While I do enjoy points driven gaming(WAB, Impetus etc.), I equally enjoy the freedom to design armies and battles free from points limitations to better reflect a more historical gaming experience(simulation gaming in other words HC ,F&F BG etc.)where battles were seldom fair and therefore requires one to design scenario goals and objectives to level the field rather then abstract points.
An interesting point about HC is it's geared towards multiple players that can be played with just 2 players while most other systems are designed for 2 players that can be played with multiples. This should not be over looked as large battles will run very smoothly with HC as that's it's comfort zone and requires very little adjustment.
This type of gaming is ideal for club/group gaming or demo games. If your a little weary of the tournaments and want to try a change of pace then Hail Caesar is something to try.
Generally it's designed for large games due to the high figure count, but will still work with moderate sized armies.
If your a small sized collector say in 10mm or 15mm this system will actually give you the rule set to take advantage of large collections that you otherwise couldn't fully use them all and for the 28mm gamer a chance to really pool a lot of miniatures together with friends and not worry if you have too much as the rules allow for adjustments in scenario's and unit capabilities to help off set any large disadvantage to one side or the other.
If your looking for absolute fair then this isn't for you, but if your looking to just play your miniatures with some freedom and let history design your armies then I really recommend HC.
Another point is I really like Impetus and HC easily accommodates the basing which is nice.

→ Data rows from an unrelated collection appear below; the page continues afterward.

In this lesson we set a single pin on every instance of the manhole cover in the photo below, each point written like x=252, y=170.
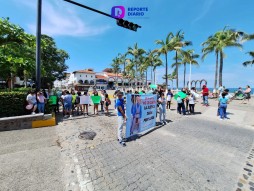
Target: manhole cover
x=87, y=135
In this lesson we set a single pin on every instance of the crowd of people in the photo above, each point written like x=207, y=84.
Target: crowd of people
x=72, y=104
x=185, y=100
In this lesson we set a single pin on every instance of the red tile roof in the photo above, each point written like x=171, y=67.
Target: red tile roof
x=84, y=71
x=113, y=75
x=100, y=77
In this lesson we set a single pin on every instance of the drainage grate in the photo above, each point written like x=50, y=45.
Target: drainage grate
x=87, y=135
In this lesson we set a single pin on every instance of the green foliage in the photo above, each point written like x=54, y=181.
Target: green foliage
x=12, y=104
x=17, y=55
x=23, y=89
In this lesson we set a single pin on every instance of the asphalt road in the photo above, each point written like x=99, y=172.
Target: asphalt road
x=30, y=160
x=186, y=154
x=191, y=154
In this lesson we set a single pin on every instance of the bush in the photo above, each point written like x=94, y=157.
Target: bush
x=12, y=104
x=23, y=89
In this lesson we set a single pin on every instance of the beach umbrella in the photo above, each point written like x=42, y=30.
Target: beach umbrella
x=181, y=94
x=153, y=86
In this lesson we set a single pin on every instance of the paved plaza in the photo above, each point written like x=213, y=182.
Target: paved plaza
x=189, y=153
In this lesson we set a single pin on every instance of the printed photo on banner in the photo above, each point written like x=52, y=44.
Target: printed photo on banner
x=141, y=113
x=96, y=99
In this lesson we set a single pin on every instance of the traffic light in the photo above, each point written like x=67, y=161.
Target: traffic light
x=127, y=24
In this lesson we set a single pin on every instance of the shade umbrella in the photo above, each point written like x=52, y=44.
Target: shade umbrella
x=153, y=86
x=181, y=94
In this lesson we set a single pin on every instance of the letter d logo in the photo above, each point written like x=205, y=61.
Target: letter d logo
x=118, y=12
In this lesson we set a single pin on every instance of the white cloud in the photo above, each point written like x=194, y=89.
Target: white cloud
x=58, y=19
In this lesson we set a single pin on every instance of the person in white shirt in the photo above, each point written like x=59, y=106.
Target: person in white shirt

I'm a huge fan of Impetus basing, but was always concerned it made playing other systems difficult, but not so with HC thus any army I base for Impetus I can use with HC as well which avoids any army becoming to narrow in possibilities.
Also, I heard Rick has published some lists in the yahoo group. I personally hope that's as far as it goes and no more lists are added or ever published. Lists will eventually replace players freedom and in the case of HC I think that's not a good thing. Many games have lists and that's good, but I also like games without them and so I hope HC avoids this.

15 comments:

  1. Heard nothing but good things about them so far, thanks for clarifying.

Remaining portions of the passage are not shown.